L’idea di scrivere di loro è nata da loro stessi, ma alla fine non è stato necessario pregarmi: avevo sempre avuto voglia di scrivere di narrativa, ovvero qualcosa di diverso dai testi scientifici e dai manuali didattici che sono la mia normale attività pubblicistica. Il tema del poliamore mi affascinava e così quello delle relazioni complicate e dei tradimenti. Soprattutto mi affascinava il modo con il quale vivono la loro fluidità sentimentale e sessuale. Sono anch’io così e rifiuto la binarietà, anche se ci ho messo 20 anni, metà della mia vita, a comprenderlo. La loro vicenda meritava di essere raccontata perché esemplare di un modo di vivere e di essere molto più comune di quanto si pensi, che richiede coraggio e merita di essere raccontata fin dalle sue origini e seguitanei suoi sviluppi. Stiamo infatti preparando un prequel e un sequel di Mirella e i suoi uomini.
Cos’altro dire di me? Forse che Sangiorgio è il cognome di mia madre che come usa in Spagna, mio paese natale, è parte del mio cognome completo che però non uso mai. All’università mi conoscono solo con quello di mio padre, che è inutile rivelare qui. Sàscia, scritto esattamente così, è invece l’unico nome che ho, soprannome di un lontano prozio partigiano.

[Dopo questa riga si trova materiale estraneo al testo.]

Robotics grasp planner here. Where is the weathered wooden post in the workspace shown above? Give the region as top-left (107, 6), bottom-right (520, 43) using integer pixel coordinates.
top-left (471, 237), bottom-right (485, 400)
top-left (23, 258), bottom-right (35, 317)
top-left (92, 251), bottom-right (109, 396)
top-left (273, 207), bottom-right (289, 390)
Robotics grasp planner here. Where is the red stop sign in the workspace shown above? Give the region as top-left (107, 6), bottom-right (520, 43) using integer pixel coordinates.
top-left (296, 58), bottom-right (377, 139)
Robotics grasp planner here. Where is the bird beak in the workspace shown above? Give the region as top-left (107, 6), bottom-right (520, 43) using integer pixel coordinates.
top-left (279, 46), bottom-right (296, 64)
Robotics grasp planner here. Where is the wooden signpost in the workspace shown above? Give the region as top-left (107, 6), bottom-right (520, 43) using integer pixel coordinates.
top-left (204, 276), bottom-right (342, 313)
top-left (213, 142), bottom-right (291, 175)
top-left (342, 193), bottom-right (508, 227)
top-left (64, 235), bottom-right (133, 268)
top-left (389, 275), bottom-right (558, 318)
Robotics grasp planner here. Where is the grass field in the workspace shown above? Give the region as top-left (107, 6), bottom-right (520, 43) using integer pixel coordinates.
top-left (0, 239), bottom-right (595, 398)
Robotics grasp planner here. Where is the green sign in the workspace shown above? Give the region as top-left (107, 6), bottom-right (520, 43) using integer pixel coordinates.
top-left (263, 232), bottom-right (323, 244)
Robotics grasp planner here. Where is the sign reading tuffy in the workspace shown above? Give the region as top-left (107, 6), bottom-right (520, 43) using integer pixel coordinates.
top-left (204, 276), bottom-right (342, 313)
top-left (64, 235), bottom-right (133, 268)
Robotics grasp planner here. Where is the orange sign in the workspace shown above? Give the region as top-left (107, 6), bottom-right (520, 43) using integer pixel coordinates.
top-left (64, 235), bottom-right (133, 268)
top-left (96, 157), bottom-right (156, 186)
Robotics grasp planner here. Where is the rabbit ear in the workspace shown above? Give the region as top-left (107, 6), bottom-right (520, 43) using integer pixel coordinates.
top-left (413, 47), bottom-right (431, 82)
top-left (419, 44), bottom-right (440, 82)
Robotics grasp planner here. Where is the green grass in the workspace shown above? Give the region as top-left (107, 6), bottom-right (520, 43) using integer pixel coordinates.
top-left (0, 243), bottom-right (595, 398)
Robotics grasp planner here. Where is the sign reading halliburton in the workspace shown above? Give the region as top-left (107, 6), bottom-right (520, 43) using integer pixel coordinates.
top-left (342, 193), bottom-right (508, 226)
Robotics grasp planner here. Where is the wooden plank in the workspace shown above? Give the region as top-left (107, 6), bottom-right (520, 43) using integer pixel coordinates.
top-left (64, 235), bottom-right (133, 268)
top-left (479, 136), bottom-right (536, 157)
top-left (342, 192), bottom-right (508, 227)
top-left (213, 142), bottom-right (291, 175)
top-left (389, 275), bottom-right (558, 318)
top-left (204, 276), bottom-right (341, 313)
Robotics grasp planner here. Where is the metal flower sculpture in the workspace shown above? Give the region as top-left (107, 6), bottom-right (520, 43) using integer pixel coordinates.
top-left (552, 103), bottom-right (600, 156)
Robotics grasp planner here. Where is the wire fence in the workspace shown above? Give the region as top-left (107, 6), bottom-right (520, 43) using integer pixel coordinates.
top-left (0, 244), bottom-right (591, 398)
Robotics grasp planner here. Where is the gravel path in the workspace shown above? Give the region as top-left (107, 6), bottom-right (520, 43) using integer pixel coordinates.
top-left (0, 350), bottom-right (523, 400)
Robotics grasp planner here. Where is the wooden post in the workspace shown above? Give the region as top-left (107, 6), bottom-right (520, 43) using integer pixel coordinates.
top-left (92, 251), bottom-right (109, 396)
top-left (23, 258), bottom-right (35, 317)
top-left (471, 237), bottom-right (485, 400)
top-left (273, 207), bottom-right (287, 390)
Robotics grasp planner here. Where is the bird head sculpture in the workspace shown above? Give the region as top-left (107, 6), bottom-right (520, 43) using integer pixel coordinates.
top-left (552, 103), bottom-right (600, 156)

Ah, dimenticavo: devo rispondere alla domanda di un lettore e la risposta è no, decisamente no, non ho mai fatto sesso con Mirella, Marco o Emilio e mai potrebbe accadere. E sapete perché? Perché essere fluidi, non binari, poliamorosi eccetera non significa essere assatanati di sesso e pronti a farlo con chiunque. I sentimenti vengono prima e l’amicizia è uno di essi. Siamo amici e continueremo ad esserlo. Questo basta, non credete?